GF mother is controlling and weird. You need to tell your DH so he can go round there on Friday and make DSS come home.

Then encourage DSS to stay well away.

Ariela · 22/09/2020 08:55

Hang on a minute.
You say DSS says he's not slept with her, he says no way waiting till she's older.
At the very least I'd believe DSS if he says he is waiting.....can you get the opportunity to ask if this is still the case? (without everyone else chipping in their 2p?)

You don't get to see original test, it was thrown away. Then GF messes up 2nd test. Then doesn't take 3nd one. Has she actually taken a test that says she is pregnant? Have they actually had sex? Is she actually pregnant? Or is this just a ruse to keep DSS at her beck and call?

I'd be telling DSS he HAS to be home Fri night to talk this through with his Dad. And tell both him and GF mother she doesn't get to decide this, it's not an option.
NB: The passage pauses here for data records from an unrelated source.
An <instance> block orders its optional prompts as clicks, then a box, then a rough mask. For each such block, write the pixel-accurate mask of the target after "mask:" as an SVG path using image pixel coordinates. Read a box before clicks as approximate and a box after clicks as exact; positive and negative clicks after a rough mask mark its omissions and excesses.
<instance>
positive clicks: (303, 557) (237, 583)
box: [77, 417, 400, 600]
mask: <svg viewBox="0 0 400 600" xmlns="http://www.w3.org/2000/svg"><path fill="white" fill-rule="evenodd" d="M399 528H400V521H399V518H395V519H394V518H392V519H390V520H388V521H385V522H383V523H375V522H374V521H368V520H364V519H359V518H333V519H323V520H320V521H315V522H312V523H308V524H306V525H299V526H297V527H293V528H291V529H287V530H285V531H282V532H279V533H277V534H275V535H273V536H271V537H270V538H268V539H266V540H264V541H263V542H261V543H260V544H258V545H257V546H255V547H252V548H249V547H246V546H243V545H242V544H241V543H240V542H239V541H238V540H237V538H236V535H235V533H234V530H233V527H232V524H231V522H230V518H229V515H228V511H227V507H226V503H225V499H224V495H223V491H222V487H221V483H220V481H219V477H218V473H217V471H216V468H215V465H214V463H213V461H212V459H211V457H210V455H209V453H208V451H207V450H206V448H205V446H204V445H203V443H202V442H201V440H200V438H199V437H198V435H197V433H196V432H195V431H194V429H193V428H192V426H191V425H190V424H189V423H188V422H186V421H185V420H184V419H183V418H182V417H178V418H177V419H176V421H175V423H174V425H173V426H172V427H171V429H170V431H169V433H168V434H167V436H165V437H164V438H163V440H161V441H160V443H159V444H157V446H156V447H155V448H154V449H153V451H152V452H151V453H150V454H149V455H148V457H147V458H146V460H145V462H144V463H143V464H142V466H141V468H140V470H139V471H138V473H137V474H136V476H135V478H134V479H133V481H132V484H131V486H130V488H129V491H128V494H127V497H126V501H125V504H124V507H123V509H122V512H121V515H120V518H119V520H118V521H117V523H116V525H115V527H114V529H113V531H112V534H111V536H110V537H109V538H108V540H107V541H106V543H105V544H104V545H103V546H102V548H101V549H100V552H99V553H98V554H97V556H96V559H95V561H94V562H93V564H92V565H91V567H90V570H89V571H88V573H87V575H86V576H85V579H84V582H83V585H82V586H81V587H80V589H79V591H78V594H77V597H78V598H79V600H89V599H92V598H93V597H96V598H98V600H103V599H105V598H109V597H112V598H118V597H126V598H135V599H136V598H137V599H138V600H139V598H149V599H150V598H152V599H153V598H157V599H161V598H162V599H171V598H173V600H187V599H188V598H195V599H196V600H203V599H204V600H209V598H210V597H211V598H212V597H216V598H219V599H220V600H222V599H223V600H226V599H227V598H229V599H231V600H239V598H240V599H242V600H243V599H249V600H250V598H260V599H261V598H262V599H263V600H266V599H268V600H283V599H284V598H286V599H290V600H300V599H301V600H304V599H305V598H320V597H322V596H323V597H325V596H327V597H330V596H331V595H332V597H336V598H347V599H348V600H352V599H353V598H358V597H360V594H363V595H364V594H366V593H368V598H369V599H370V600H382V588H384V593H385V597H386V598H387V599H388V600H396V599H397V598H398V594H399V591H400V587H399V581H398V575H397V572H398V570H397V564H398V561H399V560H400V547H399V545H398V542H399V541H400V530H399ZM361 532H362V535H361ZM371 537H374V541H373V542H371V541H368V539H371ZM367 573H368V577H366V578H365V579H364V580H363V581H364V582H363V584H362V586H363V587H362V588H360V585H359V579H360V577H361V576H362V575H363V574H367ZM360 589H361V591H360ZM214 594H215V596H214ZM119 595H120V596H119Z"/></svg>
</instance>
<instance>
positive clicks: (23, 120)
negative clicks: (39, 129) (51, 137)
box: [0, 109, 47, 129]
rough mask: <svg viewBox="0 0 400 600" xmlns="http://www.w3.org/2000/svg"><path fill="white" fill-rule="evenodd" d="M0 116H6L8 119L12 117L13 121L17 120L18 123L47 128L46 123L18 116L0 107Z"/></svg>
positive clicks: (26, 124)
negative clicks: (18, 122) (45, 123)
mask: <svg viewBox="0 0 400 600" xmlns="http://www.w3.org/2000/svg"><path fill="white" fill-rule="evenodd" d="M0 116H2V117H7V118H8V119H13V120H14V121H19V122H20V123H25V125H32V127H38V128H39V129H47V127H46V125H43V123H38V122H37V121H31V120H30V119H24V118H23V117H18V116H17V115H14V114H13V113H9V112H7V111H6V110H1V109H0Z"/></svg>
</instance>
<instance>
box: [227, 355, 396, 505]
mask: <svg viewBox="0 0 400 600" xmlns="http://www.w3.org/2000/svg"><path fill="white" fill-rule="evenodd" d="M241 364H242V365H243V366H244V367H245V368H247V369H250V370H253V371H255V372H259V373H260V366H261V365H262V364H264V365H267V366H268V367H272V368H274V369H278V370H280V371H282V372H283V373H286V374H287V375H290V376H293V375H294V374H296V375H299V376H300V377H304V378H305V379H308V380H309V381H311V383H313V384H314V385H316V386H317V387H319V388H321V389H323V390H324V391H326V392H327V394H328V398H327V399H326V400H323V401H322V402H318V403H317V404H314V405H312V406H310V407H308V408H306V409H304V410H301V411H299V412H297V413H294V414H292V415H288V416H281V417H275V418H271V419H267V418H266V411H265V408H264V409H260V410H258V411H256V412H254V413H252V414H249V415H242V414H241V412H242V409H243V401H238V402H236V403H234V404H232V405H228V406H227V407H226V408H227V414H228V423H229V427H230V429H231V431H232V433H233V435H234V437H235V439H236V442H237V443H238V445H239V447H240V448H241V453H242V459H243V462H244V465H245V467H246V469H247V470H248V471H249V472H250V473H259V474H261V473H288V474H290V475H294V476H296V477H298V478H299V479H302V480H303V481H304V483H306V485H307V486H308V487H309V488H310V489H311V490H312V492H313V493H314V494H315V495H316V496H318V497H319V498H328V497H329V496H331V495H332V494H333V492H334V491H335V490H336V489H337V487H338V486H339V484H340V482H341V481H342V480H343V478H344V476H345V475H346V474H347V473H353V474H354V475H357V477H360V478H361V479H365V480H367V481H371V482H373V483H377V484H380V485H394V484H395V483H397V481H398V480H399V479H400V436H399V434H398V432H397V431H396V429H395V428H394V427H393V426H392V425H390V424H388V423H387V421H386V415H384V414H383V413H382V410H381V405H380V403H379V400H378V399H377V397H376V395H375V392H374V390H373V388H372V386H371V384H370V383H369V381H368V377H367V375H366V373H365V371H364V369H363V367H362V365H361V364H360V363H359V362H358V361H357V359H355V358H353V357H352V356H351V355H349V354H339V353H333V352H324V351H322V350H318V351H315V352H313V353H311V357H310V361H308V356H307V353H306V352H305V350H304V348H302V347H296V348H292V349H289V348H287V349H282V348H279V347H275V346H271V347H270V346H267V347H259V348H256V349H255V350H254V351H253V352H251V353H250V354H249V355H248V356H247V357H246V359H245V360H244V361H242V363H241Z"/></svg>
aSofaNearYou · 22/09/2020 08:56

I can't believe ANY of the adults in this situation allow a 16 year old boy to sleep over every weekend with an underage girl. The fact that the mother of the girl is downplaying it boggles the mind, but the boy's parents have a very serious responsibility to protect him from ending up accused of statutory rape. They should absolutely not be allowed alone together and you should definitely tell your partner.

TitsOutForHarambe · 22/09/2020 08:59

You absolutely have to tell your partner, and I think Friday is too long to wait. I would call him as soon as he's able to have a decent chat (ie once he's finished work today). From there, let your husband decide what to do and whether or not to tell his ex.

The mother is an idiot if she actually thinks you would keep this from your husband. You owe her nothing.

Scweltish · 22/09/2020 09:00

@Elai1978

If they're in the U.K. (assume they are) DSS can, I believe, be done for statutory rape.

No such thing in the UK

Uh.. yes there is?
Menofsteel · 22/09/2020 09:01

Wow. Time to go nuclear OP. Had this been my dss (now 21) I’d definitely tell his mum and my dh and be issuing a warning you’re involving professionals like SS. This little girl needs protection from her mum by the sounds of it as well as dss. Don’t be afraid. Get a light shining on this family. My step brother ended up getting his girlfriend mother pregnant aged 16 when her clingy attitude to him turned out to be her grooming him and convincing him she had been sterilised. This situation may be different but there are red flags 🚩 everywhere!

19claire88 · 22/09/2020 09:04

I’m going to give DSS the choice to do the right thing and let a parent know by tonight and if not then it will come from me, I can’t be held responsible for ignoring this issue, someone else outside the people she wants to know. It’s a massive betrayal of trust that’s come from the mother she wanted to confide in a friend but I’m the step mother it’s different

OP posts:
PegasusReturns · 22/09/2020 09:10

Given how nuts GF mum is I’d expect next stage is for her to tell your DH herself and tell him that you were refusing to tell him, but that she’s doing the right thing....

Parkermumma07 · 22/09/2020 09:11

He can be arrested for rape, a person under 16 cannot consent to sex. The CPS may say it’s not in the public interest to charge him with any offences but her certainly can be arrested. If the girls goes for an abortion then social services will get involved due to her age and they may well inform the police.